J.N. was 18 years old at the time of trial. He testified that, after the family got home on October 22, 2000, Tempongko received several cell phone calls. Tempongko was “frantic, ” arguing with someone on the phone, and telling the caller not to come to the apartment. Thirty to 45 minutes later, defendant banged loudly on the front door, then entered without being let in. He began yelling and asking Tempongko where she had been and with whom. The two argued for five or 10 minutes. Defendant then walked briskly to the kitchen, returned to the living room with a large knife, and repeatedly stabbed Tempongko. She futilely raised her arms in self-defense. Defendant continued to stab her as she slumped to the floor, then fled, taking the knife with him. Nearby, police later recovered a knife with Tempongko’s blood on it.

Defendant testified that he and Tempongko had an up and down relationship. While they discussed having their own children, Tempongko was concerned that defendant would leave her as the fathers of her two other children had done. At some point, they decided Tempongko would try to become pregnant, but defendant believed she was unsuccessful. Defendant acknowledged he had grabbed Tempongko on several occasions but denied pulling her hair.

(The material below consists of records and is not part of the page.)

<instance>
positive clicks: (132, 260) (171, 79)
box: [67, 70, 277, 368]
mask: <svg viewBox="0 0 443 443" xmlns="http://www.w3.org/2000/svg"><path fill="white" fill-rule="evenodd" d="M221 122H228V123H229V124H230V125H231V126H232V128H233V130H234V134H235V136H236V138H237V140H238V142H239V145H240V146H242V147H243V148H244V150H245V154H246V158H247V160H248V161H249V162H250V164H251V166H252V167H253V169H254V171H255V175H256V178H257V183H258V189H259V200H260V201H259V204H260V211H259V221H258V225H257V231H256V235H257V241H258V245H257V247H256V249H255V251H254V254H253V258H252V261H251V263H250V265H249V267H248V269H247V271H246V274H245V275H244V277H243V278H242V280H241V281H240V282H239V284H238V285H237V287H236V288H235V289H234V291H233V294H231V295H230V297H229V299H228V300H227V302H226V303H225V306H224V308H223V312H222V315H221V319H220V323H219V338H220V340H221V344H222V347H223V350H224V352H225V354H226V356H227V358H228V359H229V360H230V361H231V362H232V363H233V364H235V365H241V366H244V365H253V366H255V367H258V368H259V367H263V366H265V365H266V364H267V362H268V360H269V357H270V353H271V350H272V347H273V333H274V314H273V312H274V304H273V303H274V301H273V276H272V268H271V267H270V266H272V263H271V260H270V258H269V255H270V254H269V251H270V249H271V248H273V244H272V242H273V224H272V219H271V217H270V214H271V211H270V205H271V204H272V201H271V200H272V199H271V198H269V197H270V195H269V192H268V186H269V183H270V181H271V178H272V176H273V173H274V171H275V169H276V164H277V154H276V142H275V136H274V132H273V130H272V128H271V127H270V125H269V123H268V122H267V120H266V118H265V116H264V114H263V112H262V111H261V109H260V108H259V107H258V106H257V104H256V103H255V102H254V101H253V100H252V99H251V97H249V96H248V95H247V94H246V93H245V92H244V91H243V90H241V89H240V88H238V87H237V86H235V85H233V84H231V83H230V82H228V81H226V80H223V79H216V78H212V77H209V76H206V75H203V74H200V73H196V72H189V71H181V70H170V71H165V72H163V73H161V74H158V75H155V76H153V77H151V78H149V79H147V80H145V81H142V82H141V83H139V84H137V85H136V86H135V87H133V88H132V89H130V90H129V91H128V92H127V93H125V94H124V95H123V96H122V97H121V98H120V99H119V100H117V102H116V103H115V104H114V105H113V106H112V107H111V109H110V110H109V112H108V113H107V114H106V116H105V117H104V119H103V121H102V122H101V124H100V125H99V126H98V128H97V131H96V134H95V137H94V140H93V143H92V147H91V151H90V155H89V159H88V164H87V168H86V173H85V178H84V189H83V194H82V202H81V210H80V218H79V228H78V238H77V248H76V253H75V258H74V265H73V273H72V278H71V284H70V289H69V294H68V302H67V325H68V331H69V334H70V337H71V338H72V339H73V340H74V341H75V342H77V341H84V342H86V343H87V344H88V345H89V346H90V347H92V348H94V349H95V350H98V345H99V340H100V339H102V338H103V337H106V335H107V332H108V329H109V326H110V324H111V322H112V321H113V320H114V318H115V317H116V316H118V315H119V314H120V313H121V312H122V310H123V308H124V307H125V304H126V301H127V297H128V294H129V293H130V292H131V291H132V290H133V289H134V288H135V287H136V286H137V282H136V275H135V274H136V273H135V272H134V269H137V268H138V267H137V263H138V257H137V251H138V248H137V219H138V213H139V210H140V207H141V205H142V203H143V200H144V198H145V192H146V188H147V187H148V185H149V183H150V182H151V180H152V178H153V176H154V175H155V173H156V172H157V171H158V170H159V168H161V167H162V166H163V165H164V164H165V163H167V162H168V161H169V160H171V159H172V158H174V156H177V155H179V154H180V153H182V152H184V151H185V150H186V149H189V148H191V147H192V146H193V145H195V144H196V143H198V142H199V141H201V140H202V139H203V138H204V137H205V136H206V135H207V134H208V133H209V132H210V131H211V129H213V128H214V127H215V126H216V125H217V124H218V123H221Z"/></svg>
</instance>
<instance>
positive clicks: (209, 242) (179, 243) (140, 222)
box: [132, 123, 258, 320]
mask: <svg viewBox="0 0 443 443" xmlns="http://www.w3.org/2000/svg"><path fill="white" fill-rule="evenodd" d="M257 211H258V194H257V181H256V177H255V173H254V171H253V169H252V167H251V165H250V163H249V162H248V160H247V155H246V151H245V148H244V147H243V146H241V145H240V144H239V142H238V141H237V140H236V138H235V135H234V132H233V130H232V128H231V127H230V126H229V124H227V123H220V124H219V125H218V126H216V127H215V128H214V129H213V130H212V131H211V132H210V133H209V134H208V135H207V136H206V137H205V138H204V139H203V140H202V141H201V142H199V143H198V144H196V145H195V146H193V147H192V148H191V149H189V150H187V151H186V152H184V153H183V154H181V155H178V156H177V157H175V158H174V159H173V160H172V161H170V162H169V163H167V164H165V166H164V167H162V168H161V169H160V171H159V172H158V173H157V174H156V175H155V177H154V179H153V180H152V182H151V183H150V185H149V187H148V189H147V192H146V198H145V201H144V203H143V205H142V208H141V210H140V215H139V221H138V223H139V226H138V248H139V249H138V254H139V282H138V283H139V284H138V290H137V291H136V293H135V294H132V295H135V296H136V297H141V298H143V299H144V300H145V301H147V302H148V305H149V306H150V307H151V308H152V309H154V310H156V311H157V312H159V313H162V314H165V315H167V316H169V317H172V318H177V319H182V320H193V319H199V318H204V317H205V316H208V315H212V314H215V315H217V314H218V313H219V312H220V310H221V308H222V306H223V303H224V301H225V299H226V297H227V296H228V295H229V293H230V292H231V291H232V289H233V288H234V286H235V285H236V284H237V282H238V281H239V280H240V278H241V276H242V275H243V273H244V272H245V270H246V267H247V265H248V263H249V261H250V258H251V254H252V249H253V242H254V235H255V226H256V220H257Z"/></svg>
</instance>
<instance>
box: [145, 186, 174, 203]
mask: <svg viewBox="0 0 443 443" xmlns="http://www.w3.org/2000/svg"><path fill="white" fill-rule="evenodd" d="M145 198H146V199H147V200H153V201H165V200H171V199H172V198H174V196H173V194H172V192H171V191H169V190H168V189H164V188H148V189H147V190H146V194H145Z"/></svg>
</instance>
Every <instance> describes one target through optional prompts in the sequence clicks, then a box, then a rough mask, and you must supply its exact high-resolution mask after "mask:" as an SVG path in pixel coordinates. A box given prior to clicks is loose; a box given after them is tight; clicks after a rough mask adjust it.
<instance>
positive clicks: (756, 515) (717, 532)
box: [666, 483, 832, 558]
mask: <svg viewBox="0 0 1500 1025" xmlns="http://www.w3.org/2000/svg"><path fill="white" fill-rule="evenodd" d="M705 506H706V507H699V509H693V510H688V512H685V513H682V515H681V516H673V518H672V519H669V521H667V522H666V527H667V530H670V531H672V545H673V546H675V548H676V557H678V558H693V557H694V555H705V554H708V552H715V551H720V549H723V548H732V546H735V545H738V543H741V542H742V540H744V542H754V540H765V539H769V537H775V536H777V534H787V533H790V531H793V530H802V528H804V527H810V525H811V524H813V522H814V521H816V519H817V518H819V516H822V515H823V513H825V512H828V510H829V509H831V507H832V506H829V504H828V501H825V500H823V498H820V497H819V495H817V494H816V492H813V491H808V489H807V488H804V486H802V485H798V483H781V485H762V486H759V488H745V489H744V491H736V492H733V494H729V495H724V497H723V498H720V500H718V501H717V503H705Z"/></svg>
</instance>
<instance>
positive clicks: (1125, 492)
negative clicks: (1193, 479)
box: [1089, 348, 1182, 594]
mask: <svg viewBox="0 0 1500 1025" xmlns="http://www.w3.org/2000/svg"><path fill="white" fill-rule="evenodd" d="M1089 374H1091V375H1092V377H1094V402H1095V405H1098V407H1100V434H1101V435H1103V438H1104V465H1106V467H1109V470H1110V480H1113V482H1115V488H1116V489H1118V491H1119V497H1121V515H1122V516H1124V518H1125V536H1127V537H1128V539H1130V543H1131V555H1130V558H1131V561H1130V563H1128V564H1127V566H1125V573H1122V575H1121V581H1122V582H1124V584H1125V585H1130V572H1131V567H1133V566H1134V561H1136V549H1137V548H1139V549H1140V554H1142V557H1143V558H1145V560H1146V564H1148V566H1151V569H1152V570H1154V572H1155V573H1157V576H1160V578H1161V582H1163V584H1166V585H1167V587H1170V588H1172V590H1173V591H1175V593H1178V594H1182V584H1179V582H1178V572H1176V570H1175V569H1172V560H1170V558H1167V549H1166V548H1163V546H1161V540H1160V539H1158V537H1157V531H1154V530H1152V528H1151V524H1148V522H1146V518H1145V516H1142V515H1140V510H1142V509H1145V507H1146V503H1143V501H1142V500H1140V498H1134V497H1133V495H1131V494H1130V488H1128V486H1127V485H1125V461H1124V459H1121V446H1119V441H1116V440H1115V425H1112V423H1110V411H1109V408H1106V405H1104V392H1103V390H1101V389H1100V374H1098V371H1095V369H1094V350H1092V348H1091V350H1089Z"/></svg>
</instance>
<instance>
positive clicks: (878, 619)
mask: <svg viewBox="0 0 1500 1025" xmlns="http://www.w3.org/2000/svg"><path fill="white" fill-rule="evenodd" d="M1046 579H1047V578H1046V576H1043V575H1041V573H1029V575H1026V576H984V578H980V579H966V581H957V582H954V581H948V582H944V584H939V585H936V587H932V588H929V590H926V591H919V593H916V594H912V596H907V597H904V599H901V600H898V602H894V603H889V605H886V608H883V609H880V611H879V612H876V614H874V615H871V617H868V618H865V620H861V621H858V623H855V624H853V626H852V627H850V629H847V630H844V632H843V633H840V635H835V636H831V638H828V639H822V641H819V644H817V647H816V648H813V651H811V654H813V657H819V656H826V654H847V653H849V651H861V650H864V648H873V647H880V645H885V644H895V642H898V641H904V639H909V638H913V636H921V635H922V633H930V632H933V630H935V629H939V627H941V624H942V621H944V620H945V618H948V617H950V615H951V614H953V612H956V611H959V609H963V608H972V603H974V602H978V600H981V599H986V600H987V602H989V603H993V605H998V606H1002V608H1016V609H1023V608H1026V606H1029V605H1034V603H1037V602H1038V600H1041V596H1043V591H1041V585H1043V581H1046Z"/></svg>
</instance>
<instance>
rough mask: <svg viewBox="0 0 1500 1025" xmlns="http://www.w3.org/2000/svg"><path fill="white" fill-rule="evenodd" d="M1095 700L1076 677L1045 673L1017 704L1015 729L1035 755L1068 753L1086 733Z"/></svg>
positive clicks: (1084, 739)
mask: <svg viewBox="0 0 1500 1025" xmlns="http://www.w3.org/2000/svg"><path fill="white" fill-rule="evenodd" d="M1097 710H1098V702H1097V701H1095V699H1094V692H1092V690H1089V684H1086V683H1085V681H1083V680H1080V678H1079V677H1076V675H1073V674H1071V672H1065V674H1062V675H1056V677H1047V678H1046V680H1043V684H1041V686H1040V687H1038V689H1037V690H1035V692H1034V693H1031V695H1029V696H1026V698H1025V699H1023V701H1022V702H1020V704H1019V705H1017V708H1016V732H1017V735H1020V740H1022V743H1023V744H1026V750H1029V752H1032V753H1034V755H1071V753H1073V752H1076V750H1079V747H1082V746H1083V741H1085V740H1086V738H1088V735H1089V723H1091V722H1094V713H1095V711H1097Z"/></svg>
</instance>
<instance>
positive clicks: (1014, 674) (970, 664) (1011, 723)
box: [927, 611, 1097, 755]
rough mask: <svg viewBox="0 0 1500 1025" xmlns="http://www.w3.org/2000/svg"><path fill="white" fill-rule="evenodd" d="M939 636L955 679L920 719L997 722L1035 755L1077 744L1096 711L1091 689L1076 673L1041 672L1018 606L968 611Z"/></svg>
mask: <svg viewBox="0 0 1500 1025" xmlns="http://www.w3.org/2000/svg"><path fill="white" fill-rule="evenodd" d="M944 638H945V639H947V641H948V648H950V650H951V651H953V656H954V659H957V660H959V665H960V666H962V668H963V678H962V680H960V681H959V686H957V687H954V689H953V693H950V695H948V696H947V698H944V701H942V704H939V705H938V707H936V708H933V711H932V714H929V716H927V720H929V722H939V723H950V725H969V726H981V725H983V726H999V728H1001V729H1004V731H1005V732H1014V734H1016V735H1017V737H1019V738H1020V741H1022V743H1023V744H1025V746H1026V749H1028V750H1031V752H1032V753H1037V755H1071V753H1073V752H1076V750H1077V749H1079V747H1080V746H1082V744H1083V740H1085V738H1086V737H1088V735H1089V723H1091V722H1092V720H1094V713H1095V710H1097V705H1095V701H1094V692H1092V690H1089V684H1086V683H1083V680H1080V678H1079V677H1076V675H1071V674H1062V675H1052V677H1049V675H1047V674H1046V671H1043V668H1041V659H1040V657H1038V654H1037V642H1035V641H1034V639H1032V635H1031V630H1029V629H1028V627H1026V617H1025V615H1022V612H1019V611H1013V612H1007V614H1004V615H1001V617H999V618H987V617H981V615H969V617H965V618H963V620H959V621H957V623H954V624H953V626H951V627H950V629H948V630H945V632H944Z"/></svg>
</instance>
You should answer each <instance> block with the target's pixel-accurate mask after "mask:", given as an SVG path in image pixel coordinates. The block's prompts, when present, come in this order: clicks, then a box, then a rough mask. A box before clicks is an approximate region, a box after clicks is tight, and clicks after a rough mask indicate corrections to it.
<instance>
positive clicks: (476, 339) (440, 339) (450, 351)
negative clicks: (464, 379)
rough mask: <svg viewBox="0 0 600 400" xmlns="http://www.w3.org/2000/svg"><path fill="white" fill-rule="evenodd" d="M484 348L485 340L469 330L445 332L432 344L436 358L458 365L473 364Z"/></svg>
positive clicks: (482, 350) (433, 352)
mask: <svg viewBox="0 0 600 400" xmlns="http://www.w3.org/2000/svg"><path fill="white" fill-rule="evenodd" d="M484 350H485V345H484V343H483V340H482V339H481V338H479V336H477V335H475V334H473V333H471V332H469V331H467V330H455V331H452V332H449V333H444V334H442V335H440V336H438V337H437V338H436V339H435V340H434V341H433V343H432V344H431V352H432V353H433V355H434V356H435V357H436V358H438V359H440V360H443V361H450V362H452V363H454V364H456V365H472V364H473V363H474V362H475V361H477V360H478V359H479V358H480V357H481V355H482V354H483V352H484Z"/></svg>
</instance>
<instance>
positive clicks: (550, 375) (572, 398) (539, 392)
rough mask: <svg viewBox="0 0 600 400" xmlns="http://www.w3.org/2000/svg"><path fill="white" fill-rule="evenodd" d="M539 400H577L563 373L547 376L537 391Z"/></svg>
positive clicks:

On the day of the killing, defendant and Tempongko had planned to have lunch together. However, she called him and said she was going shopping in Vallejo with a female friend. She offered to meet defendant after she returned. At her request, defendant called Tempongko at about 3:00 p.m. to see if they were on their way back to San Francisco. He denied being upset or demanding that she be home by 7:00 p.m. That evening, he went to the apartment and let himself in with a key because Tempongko was expecting him. Defendant was calm but Tempongko was upset, asking why he was late. The argument became heated. Tempongko hurled insults, calling defendant a “ ‘fucking illegal’ ” and a “ ‘nobody.’ ” She said she “ ‘could get better than [him].’ ” Defendant said he was leaving, which upset Tempongko further. She stated: “ ‘Fuck you. I was right. I knew you were going to walk away someday. That’s why I killed your bastard. I got an abortion.’ ” Defendant was shocked; Tempongko had never mentioned an abortion. He remembered nothing else until he found himself standing in the living room with a bloody knife. He admitted that he discarded the knife and fled to Mexico.

Defendant was charged with murder and use of a deadly weapon.[1] The trial court gave instructions on first and second degree murder, as well as voluntary manslaughter based upon a sudden quarrel or heat of passion.[2] The jury found defendant guilty of second degree murder with the use enhancement.

A divided Court of Appeal concluded the voluntary manslaughter instruction was prejudicially erroneous and reversed defendant’s conviction. We clarify the appropriate standard and reverse the judgment of the Court of Appeal.